In it, Don Adams played agent Maxwell Smart of C.O.N.T.R.O.L., a top secret governmental agency charged with the task of countering the cold-war efforts of Russia's K.A.O.S.. The trick, of course, was that he was also a complete idiot who fell ass-backward into success each week. This new Get Smart movie, starring Steve Carell in the Adams role, places Smart in a "James Bond light" style spy-flick of the 90s and today. In doing so, it makes for an enjoyable action-comedy that stays in keeping with the spirt of the show while not busting its cinematic nuts to recreate it.

A perusal of RottenTomatoes.com will reveal that the movie has taken some critical heat for approaching the material like this, but I personally feel it was the right way to go. Adaptations of TV programs can fall into one of two major traps: They can adhere to the show closely and risk being a hollow, overly-reverential echo of its source material (as seen in those fucking horrifying Flintstones movies and in shit like Starksy And Hutch and The Dukes of Hazzard), or they can get so far away from the original idea that you have to wonder how the original title still applies (like in the bizarrely conceptual Bewitched remake). Oddly, Get Smart follows in the tradition of really good adaptations like The Untouchables and The Fugitive in that the filmmakers simply kept elements from the series that they liked, but primarily focused on functioning as a movie first and as a TV adaptation second. The loving nods to the show reawakened some fond (if fuzzy) memories for me, but at the same time I appreciated that the movie doesn't depend purely on nostalgia in order to work.

Get Smart also revises Max's origin story a bit. In the movie, he's a skilled analyst who aspires to be a field agent, but is not promoted until a security breach reveals the identities of C.O.N.T.R.O.L.'s operatives to the international community. He's paired with the seasoned Agent 99 (the ever-fetching Anne Hathaway) and sent to Russia to track down some loose nukes. It's interesting that Carell's Maxwell Smart is actually a very intelligent guy who stumbles through things due to inexperience, over-zealousness, and bad luck more than incompetence. As wonderful as Don Adams' Smart could be at times, the show never suggested that he was learning much from his constant fuck-ups. While that made for some damn fine television, I'm skeptical that it would play well when expanded to a feature's length and especially with someone other than Adams in the role.

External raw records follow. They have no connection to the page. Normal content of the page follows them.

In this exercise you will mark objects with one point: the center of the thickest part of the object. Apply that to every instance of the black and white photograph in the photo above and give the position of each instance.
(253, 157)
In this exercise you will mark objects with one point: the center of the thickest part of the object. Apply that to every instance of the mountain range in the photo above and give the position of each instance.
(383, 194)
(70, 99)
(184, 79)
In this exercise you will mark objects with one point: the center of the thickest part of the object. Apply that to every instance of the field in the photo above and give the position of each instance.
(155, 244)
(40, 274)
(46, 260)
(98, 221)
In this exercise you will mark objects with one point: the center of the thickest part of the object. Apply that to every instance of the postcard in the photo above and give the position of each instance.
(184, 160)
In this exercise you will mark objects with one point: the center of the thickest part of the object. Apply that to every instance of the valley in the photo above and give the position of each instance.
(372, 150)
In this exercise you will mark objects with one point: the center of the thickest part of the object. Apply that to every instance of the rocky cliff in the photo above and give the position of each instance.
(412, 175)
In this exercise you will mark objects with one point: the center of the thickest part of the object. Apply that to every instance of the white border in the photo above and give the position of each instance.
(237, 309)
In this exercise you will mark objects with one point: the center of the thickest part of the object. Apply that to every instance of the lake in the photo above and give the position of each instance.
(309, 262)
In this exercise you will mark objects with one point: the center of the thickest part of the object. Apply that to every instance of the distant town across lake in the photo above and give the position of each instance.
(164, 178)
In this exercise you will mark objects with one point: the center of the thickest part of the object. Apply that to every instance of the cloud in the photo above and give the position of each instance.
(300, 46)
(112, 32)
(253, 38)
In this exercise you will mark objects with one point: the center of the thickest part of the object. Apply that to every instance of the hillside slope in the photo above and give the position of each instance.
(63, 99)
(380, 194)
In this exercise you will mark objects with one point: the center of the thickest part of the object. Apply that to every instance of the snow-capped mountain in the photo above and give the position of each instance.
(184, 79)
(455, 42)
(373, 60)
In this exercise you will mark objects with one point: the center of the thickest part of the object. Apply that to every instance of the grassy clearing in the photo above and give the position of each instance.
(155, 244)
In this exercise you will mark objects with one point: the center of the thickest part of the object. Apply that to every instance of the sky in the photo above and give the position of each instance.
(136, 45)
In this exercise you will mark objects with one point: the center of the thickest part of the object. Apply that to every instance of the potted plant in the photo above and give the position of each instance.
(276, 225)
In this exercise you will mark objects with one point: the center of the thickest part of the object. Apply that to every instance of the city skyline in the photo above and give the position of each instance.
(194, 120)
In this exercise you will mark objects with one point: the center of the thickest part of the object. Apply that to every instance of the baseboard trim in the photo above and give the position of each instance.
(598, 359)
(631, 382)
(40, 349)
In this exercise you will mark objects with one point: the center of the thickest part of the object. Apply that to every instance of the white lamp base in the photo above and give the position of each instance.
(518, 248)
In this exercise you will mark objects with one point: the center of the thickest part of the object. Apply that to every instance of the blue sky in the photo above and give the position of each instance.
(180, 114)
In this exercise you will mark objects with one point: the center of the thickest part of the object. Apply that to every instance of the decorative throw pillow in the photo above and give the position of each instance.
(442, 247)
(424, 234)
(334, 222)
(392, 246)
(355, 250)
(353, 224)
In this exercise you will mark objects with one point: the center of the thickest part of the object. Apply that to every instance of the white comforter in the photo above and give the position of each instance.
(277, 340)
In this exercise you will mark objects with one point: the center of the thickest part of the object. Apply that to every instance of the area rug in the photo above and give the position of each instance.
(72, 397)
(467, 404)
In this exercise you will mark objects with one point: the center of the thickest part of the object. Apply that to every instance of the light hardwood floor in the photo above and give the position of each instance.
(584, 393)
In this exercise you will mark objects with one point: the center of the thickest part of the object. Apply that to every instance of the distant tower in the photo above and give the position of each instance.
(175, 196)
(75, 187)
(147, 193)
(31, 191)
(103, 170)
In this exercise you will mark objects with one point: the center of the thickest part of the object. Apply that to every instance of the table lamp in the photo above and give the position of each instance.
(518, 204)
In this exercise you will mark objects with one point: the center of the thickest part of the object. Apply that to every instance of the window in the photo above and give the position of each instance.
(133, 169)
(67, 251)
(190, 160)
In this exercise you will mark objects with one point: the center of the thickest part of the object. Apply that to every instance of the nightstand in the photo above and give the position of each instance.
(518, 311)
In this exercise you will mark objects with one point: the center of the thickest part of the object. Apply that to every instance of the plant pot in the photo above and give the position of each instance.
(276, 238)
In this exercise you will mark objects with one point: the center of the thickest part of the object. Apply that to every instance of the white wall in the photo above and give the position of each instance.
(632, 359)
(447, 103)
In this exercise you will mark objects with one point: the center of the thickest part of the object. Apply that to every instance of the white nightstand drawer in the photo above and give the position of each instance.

The plot isn't terribly sophisticated as far as spy movies go, but it is plausible enough to hold water: A key thing that a lot of parody movies seem to miss. My theory is that even if it's supposed to be a "stupid" movie, everything still needs to revolve around a worthwhile plot. The one weird note that the movie strikes centers around Hathaway's character getting emotional about some recent plastic surgery she's had. That, combined with some lousy, melodramatic musical score by Trevor Rabin, make for the film's less successful moments.

The flick was directed by Peter Segal, who's film career began with The Naked Gun 33 1/3 in 1994. The Naked Gun series was often accused of ripping Get Smart! off back in the day, and as such Segal seems right at home with the material here. Astute viewers will even catch a few minor jokes he's recycled from flicks he made in the interim, particularly from the guiltily pleasureful Tommy Boy, a film which contains what is arguably David Spade's finest screen performance, and from another shame-based favorite: My Fellow Americans, featuring wonderful performances James Garner and Jack Lemmon as ex-Presidents on the run from the law.

Segal's got a great sense of how to showcase the comedic talents of his leads, and Get Smart is a stylish entry on his resume that is confident, amusing, and has a couple nifty action scenes. There have been funnier spy-comedies than this one, but there are certainly worse ways to spend a couple hours.